Über diese Verbote haben Bibelwissenschaftler viel diskutiert. Warum wollte Jesus nicht, dass seine göttliche Herkunft bekannt würde? Der Titel, den Jesus für sich selbst gebrauchte, gibt uns den entscheidenden Hinweis. Er wollte als „Menschensohn“ erkannt werden. Menschliches Leben besteht nicht nur aus Erfolgen, aus Glanz und Gloria. Zum Menschsein gehören Leiden und Sterben, so sehr wir das auch aus dem Bewusstsein zu verdrängen suchen. Als Jesus nach dem Messiasbekenntnis des Petrus offen davon sprach, dass auf ihn selbst Leiden und Sterben warteten, wurde er von Petrus heftig kritisiert. Doch Jesus wies ihn öffentlich zurecht: „Tritt hinter mich, du Satan!
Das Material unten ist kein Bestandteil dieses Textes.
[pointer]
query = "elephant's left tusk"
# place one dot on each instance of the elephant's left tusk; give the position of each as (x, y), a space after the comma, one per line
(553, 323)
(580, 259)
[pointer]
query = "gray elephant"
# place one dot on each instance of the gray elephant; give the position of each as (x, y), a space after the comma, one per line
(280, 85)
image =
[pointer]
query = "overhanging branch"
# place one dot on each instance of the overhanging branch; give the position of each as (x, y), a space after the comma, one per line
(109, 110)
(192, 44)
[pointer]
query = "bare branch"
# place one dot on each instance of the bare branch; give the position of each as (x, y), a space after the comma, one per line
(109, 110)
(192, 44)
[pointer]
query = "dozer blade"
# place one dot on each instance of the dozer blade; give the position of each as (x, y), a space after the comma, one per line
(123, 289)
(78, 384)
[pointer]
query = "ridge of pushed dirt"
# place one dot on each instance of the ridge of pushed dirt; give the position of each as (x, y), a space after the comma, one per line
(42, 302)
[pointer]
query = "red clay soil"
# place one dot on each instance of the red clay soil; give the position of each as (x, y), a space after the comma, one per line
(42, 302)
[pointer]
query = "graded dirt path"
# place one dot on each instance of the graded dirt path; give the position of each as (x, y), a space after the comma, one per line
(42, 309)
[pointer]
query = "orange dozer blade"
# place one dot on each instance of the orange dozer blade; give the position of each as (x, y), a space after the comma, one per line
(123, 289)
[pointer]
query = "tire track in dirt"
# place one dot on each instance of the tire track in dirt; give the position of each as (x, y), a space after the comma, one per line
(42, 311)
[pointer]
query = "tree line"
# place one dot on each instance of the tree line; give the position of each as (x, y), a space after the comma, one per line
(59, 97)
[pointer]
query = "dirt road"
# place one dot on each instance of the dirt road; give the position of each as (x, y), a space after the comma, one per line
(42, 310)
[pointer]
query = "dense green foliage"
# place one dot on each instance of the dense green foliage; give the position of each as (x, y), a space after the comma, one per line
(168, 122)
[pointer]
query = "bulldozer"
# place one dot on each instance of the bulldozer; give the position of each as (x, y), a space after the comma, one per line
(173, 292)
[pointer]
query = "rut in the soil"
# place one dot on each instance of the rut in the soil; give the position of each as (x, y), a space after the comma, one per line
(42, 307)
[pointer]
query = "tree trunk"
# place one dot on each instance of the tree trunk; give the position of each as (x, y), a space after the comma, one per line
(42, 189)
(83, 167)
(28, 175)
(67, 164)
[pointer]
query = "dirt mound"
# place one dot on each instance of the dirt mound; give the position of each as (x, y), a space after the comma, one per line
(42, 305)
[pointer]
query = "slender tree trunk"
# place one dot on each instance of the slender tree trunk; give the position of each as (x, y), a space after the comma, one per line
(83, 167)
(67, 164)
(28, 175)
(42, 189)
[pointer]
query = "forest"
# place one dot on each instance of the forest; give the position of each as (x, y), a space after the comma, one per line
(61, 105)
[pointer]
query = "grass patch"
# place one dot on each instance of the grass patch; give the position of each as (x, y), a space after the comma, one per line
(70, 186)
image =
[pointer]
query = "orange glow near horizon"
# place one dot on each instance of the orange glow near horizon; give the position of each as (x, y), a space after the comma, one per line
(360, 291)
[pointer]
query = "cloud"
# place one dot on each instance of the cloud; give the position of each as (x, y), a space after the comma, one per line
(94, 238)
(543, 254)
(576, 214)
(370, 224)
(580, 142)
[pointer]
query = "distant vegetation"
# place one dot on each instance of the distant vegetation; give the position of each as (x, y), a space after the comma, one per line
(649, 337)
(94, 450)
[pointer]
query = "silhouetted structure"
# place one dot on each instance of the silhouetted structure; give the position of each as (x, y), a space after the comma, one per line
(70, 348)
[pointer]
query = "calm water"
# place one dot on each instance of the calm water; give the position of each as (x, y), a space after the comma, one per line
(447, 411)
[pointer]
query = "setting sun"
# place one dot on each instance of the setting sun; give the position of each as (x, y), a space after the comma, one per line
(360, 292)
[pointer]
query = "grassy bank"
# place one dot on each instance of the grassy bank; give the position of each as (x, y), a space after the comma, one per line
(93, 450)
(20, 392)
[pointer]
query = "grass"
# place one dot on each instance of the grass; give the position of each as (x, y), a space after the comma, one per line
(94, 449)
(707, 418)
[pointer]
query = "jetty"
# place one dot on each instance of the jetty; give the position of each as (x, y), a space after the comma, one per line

Du hast nicht das im Sinn, was Gott will, sondern was die Menschen wollen.“ (Mk 8,33).

Jesus ist der Messias, der Erlöser. Er macht auch einige Kranke gesund. Aber er schafft das Leiden und den Tod nicht aus der Welt. Er geht ihm auch selbst nicht aus dem Weg, sondern nimmt das Leiden auf sich, ohne an Gottes Liebe zu zweifeln. Er will, dass wir wie er selbst Ja zu Gottes Willen sagen, obwohl das unseren eigenen Wünschen oft grundlegend widerspricht. Das Licht der göttlichen Herrlichkeit zeigt sich dann in der dunkelsten Stunde, als Jesus am Kreuz hängt und stirbt. Ein römischer Hauptmann, der ihn sterben sieht, hat die intuitive Erkenntnis: „Wahrhaftig, dieser Mensch war Gottes Sohn.“ (Mk 15,39). Jetzt erst wird klar, was der Titel des Buches uns sagen wollte: „Evangelium von Jesus dem Christus: Gottes Sohn“ (Mk 1,1). Die ersten Christen erkannten: „Sein Leben war das eines Menschen, er erniedrigte sich und war gehorsam bis zum Tod, bis zum Tod zum Kreuz. Darum hat ihn Gott über alle erhöht ...damit jeder Mund bekennt: Jesus Christus ist der Herr…“ (Phil 2,7-11).